Interesting right? Both Inquiries and Home Ownership show some correlation to loss. Since we have already started to focus on these variables, let us see how much more information we can squeeze out of them.
All three of these Home Ownership statuses conserve the same general notion that more inquiries within the last six months means less money is lost. However, the comparison between each type tells a more striking story. Owning a home proves to be the least costly to investors, and that should make sense. After all, the owner has probably spent over a decade keeping up with mortgage payments, ultimately building a good habit. The owner also has less of an overhead without constantly needing to pay principal for the house. The shock comes when comparing borrowers who live in mortgaged houses versus borrowers living in rented houses. Both show significantly more money lost when compared to borrowers who own their houses, but it comes rather as a shock to see that borrowers who rent will be less costly than borrowers who mortgage. But does this not contradict the first chart? One possible explanation is that borrowers who rent usually borrow less money. Another possible speculation is that borrowers who mortgage will default earlier in the loan term, allowing investors to recoup more money from borrowers who rent. The below graphic shows another way to look at borrowers who already own their home.
Modeling and Tuning:
This section requires a white paper of its own, so I will reference the one written by Ben McMillan over here. It explains how to build a traditional credit model to predict P2P loan defaults as well as introduces some basic “machine learning” concepts.
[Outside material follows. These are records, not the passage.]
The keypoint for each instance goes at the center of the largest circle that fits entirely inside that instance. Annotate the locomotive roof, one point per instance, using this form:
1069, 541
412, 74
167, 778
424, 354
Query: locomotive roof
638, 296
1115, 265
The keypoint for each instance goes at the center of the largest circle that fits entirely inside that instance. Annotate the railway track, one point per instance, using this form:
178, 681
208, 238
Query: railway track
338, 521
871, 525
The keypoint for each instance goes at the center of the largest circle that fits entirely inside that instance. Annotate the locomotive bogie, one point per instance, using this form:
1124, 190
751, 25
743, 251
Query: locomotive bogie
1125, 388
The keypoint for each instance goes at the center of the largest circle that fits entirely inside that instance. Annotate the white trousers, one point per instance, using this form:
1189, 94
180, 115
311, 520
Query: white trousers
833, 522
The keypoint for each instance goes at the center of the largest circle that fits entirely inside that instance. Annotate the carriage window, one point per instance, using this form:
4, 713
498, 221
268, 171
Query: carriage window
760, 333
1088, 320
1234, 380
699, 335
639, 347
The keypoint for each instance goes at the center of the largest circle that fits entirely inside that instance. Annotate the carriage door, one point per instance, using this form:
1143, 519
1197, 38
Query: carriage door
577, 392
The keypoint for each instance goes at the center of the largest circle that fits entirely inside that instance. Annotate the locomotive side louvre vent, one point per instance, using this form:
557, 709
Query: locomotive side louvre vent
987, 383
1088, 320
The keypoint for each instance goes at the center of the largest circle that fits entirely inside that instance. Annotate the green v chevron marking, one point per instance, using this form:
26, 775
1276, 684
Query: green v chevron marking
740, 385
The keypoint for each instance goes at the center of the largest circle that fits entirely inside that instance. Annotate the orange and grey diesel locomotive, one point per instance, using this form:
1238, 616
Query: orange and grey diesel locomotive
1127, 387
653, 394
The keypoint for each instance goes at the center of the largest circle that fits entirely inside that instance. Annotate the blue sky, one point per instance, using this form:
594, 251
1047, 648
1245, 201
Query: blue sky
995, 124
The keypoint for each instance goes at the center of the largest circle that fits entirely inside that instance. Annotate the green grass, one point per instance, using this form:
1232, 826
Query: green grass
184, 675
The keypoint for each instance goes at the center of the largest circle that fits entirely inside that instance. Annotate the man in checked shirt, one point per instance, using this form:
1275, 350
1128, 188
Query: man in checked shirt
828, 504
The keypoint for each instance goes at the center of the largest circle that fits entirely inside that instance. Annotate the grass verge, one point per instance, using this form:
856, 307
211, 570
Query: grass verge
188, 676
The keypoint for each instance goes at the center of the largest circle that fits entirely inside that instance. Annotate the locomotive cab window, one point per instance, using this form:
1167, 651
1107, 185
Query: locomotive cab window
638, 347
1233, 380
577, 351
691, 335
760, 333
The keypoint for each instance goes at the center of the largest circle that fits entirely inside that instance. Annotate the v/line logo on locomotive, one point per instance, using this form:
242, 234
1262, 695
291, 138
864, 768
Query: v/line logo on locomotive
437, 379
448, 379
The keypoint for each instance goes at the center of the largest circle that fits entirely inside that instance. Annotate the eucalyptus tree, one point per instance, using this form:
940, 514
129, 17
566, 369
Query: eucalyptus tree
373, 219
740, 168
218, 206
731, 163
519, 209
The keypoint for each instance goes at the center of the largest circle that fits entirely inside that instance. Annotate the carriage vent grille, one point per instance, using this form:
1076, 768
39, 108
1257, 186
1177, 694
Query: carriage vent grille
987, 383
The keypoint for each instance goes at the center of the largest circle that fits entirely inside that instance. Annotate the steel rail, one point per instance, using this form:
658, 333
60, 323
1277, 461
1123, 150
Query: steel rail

Above are the tables that measure how much worse the model does when each of the variables are left out and the gini rating (“node impurity”), respectively. Some extra variables were added to see if there were other relationships that could be uncovered. This model was created on only 100 trees and hasn’t been properly tuned. Nonetheless, it shows a telling picture. Our initial hypothesis that home ownership would be rather important holds true. We can see that interest rate is also a powerful attribute. For creating one’s own model, the variable could be included amongst others in order to simplify the model creation process.
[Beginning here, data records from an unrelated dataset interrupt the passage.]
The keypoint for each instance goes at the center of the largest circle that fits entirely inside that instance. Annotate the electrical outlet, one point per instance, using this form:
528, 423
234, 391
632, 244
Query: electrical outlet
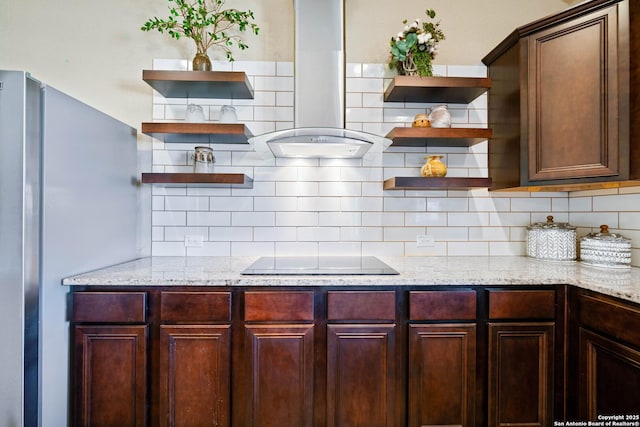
425, 241
193, 241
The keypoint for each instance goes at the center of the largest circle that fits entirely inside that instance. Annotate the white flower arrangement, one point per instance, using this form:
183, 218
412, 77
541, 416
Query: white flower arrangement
413, 49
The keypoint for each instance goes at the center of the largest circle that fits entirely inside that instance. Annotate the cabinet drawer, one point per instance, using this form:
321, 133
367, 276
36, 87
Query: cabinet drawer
522, 304
109, 307
369, 306
195, 306
442, 305
278, 306
612, 317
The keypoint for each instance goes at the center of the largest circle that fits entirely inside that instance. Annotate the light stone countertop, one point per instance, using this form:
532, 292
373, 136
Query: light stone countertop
225, 271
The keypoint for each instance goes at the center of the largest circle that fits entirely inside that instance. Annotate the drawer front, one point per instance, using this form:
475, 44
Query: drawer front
612, 317
367, 306
109, 307
195, 306
540, 304
278, 306
442, 305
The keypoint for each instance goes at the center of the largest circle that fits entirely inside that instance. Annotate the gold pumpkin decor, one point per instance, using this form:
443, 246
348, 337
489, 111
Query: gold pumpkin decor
421, 121
433, 167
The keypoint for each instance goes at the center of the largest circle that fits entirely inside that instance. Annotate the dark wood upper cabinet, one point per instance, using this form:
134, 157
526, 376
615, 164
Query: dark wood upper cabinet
560, 102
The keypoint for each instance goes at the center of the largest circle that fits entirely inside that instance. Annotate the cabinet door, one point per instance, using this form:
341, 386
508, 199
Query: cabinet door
110, 375
361, 375
442, 373
279, 362
609, 378
521, 374
575, 120
194, 375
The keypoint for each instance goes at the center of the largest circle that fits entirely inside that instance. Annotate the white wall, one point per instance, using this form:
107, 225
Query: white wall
96, 52
311, 206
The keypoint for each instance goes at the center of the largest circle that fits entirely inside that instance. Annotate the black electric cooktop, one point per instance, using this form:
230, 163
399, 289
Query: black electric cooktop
319, 265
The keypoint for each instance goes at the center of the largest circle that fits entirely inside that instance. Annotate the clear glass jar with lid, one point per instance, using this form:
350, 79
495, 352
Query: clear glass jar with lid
551, 241
605, 249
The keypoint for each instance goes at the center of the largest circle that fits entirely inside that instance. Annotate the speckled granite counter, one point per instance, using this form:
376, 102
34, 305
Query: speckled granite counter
225, 271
The tuning process is rather time consuming, but well worth it. While random forests were used to create the graphic above, there are a variety of methods to create predictive models. Some include xgboost, which is essentially a more advanced version of random forests but is harder to tune, or the abundance of neural networks of neural network structures.
The historical data that is provided by lending institutions is a very useful (and free) asset. As more data becomes available across multiple investment regimes, the more the uncertainty of investing in Lending Marketplaces decreases. This exercise provided a glimpse of how to use data to augment our intuition, while seeing how adding features to the same variable can change the narrative. While platforms such as LendingCalc have automated model selection and investment into these loans, a quick skim of the prevailing literature shows new methods and packages being released constantly. Much attention has been focused on deep learning, but a fair amount of innovation and refinement continues in traditional machine learning tools such as bagging and boosting. We will explore a few of these models in future posts and invite the reader to do the same and engage with us.
Tomlinson, Neil. “A Temporary Phenomenon? Marketplace Lending.” Deloitte, Deloitte, 2016, www2.deloitte.com/content/dam/Deloitte/uk/Documents/financial-services/deloitte-uk-fs-marketplace-lending.pdf.
Wack, Kevin. “Marketplace Lending Grew by 700% in Four Years: Report.” American Banker, American Banker, 8 Apr. 2016, www.americanbanker.com/news/marketplace-lending-grew-by-700-in-four-years-report.